A hybrid declarative/procedural metadata mapping language based on python

  • Authors:
  • Greg Janée;James Frew

  • Affiliations:
  • Alexandria Digital Library Project, Institute for Computational Earth System Science, University of California, Santa Barbara, Santa Barbara, CA;Donald Bren School of Environmental Science and Management, University of California, Santa Barbara, Santa Barbara, CA

  • Venue:
  • ECDL'05 Proceedings of the 9th European conference on Research and Advanced Technology for Digital Libraries
  • Year:
  • 2005

Quantified Score

Hi-index 0.00

Visualization

Abstract

The Alexandria Digital Library (ADL) project has been working on automating the processes of building ADL collections and gathering the collection statistics on which ADL's discovery system is based. As part of this effort, we have created a language and supporting programmatic framework for expressing mappings from XML metadata schemas to the required ADL metadata views.

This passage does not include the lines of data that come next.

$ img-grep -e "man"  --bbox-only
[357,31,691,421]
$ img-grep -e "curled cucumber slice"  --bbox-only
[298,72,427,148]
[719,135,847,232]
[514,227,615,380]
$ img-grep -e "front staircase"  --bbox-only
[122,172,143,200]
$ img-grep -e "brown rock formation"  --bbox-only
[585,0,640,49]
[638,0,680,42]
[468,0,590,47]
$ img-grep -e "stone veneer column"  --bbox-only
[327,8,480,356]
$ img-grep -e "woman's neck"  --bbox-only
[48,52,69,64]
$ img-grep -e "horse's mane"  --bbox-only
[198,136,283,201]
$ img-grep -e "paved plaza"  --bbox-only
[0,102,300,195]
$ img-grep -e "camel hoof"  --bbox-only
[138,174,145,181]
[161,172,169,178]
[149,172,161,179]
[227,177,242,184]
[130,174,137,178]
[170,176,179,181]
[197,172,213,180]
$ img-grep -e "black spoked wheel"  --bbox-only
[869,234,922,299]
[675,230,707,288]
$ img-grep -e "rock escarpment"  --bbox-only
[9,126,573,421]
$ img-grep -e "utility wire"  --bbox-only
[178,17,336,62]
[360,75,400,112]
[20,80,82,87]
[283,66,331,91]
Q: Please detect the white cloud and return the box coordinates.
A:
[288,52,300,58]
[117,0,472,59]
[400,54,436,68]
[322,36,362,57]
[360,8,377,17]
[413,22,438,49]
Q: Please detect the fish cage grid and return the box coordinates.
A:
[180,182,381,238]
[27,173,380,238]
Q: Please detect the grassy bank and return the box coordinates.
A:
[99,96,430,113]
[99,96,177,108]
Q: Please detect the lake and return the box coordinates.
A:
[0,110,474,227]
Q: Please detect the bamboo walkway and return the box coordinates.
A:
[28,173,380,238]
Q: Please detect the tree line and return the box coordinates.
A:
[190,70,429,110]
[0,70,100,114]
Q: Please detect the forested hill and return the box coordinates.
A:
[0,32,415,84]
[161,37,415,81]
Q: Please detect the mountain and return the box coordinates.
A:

This language, based on the Python scripting language, is largely declarative in nature, corresponding to the fact that mappings can be largely—though not entirely—specified by crosswalk-type specifications. At the same time, the language allows mappings to be specified procedurally, which we argue is necessary to deal effectively with the realities of poor quality, highly variable, and incomplete metadata. An additional key feature of the language is the ability to derive new mappings from existing mappings, thereby making it easy to adapt generic mappings to the idiosyncrasies of particular metadata providers. We evaluate this language on three metadata standards (ADN, FGDC, and MARC) and three corresponding collections of metadata. We also note limitations, future research directions, and generalizations of this work.